The current capacity of the 12V supply only needs to be equal or greater that the 9V load's current.
Just think of a car battery. It is capable of supplying quite a high current, for example, starting the car, but that does not mean it forces that current into a small load. The loads only draw the current they require.
So, if you need 9V at 500mA, just get a regulator, and there are many options.
I quite like these...

Some are adjustable and some fixed. Get an adjustable one, set it to 9V BEFORE connecting to the load!
As long as the reg can supply the current required, that is ok. These boards can supply 3Amps, but as mentioned before, your load will only the the current it requires, so it will only draw 500ma at the 9V output if that is all it needs.
You could make your own regulator if you want, but a plain resistor divider is a no-no.
This forum site has some good tutorials under the "EDUCATION" tab, and I like this one...
http://www.learnabout-electronics.org/
Have a read up on things.

 

Have a look at this one...
https://www.ebay.com.au/itm/5V-3A-D...ge-Regulator-Integrated-Circuits/223211785373
It has solder tabs for voltage selection.

 

http://tinyurl.com/yytwxw4n

• in above simulation there is 100:300Ω voltage divider
• 200Ω is a randomly set Load resistance for assumed 9V circuitry
• 800Ω is a randomly set Load resistance for assumed 12V circuitry
• (there will be a voltage drop and at 12V primary voltage source but it is negligible in common cases ... so we ignored it here)
• there are 2 switches below each "9V" and 12V node to toggle the 200 & 800 Ohm loads ON or OFF

! there is still a chance , if you used 10kΩ:30kΩ divider , that your 9V load did not got any significant current to be turned on ... and it's actually not blown ?

 

! there is still a chance , if you used 10kΩ:30kΩ divider , that your 9V load did not got any significant current to be turned on ... and it's actually not blown ?
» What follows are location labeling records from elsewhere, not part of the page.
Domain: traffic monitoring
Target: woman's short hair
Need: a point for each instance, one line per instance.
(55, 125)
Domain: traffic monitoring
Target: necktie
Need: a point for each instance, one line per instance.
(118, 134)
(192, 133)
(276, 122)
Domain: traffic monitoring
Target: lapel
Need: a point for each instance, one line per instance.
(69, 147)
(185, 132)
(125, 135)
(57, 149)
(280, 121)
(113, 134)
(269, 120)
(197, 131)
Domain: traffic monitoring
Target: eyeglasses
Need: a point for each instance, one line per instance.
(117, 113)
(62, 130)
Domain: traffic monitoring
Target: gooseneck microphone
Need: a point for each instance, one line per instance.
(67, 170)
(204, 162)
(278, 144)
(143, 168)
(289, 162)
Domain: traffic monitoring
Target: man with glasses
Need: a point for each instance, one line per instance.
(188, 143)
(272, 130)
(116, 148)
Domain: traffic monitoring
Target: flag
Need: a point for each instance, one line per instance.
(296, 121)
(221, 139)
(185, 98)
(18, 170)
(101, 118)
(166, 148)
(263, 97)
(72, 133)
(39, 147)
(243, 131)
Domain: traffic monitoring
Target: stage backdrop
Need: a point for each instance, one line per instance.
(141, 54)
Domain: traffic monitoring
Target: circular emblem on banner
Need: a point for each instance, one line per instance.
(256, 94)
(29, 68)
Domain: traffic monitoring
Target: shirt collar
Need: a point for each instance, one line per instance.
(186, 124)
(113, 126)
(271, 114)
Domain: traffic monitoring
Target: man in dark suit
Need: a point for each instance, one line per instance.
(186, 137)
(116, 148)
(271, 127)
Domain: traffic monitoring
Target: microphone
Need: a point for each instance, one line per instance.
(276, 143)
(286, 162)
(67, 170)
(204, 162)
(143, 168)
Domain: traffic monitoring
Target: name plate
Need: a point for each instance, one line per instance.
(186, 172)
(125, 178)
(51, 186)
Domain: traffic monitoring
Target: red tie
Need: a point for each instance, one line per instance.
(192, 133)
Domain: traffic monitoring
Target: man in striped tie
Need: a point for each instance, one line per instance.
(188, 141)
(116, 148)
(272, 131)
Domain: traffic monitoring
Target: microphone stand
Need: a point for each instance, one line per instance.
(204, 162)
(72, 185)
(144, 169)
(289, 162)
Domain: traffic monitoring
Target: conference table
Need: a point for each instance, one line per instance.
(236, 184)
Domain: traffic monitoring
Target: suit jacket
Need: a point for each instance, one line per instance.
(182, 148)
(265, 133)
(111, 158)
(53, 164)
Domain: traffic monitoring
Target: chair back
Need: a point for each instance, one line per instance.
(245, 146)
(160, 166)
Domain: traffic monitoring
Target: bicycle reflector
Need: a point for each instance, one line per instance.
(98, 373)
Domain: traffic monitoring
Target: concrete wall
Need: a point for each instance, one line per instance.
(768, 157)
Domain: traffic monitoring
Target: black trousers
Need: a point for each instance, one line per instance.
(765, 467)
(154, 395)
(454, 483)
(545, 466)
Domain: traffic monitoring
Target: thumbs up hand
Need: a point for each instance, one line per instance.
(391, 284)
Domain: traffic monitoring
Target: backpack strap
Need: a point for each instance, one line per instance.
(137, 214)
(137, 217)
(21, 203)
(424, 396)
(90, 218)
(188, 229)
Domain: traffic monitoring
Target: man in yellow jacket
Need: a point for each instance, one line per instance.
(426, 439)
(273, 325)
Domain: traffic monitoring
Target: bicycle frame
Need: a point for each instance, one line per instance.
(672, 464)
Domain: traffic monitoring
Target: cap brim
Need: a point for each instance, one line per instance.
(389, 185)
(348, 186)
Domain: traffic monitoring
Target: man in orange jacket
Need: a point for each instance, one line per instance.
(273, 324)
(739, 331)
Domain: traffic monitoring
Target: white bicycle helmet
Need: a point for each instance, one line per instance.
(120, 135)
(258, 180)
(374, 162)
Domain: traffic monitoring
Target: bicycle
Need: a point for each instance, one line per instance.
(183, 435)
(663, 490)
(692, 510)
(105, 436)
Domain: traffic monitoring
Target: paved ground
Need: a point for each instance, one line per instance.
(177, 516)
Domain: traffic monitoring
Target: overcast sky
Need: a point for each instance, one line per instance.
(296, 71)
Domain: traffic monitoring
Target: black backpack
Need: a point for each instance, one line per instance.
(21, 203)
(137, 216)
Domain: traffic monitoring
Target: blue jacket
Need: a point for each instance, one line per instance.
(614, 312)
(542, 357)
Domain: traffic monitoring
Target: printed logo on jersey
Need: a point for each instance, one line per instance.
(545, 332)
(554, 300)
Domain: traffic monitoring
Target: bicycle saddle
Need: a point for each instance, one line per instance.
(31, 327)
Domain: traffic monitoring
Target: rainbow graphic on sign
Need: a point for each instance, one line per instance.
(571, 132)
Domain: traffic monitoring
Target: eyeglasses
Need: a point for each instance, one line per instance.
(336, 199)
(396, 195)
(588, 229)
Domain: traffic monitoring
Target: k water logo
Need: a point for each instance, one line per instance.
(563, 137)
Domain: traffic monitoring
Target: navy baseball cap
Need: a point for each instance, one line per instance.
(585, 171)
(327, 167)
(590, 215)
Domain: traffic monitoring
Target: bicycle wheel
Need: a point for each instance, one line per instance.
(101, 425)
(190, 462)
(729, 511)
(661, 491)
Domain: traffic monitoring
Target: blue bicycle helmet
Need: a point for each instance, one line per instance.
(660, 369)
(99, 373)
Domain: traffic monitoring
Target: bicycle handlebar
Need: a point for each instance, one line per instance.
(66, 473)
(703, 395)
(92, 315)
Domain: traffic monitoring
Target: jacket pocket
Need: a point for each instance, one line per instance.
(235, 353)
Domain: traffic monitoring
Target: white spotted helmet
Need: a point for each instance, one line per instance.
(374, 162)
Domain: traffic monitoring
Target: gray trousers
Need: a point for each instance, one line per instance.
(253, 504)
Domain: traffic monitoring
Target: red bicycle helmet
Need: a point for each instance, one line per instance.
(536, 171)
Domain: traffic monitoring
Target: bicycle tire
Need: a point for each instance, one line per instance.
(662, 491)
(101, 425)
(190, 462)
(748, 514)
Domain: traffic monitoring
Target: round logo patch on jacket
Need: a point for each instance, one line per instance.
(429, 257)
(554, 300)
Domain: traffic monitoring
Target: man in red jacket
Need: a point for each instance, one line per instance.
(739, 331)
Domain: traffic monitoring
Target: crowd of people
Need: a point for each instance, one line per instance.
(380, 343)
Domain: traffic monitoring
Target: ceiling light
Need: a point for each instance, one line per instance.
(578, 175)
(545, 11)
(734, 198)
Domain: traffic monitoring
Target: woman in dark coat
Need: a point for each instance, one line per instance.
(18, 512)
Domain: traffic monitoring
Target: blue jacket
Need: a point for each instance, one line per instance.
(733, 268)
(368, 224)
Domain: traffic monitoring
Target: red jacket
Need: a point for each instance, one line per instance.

@ci139 I plugged the previous supply back in and although the Power LED came on, there is no life from the circuit.
I have ordered a Buck converter as suggested previously and I'll see what happens.

This has been a confusing thread - I am primarily building a Mechanical project and using all of my electronic nous (and a proportion of other peoples). A number of people in this thread say it's not possible and a number of people suggest ways that it is possible.

Kevin

 

my grandpa was electrician , my uncle was freezers service engineer/electrician (i spend most of my childhood summers with) -- is where my interest to the field ...
? call your friends find someone to assist you , the internet is actually the slowest way to get things done (i often forget i have loads of science books with answers lying around allover the appartment -- so insted of 20s lookup i find myself googling some trivia for 20minutes )

 

@ci139 A number of people in this thread say it's not possible and a number of people suggest ways that it is possible.
Kevin

Making a voltage divider is possible yes and it has many uses. Its not much of usable power supply for any type of load tho.
I suggest you do some research on what they are and what limits they have. The thread might not seem so confusing then.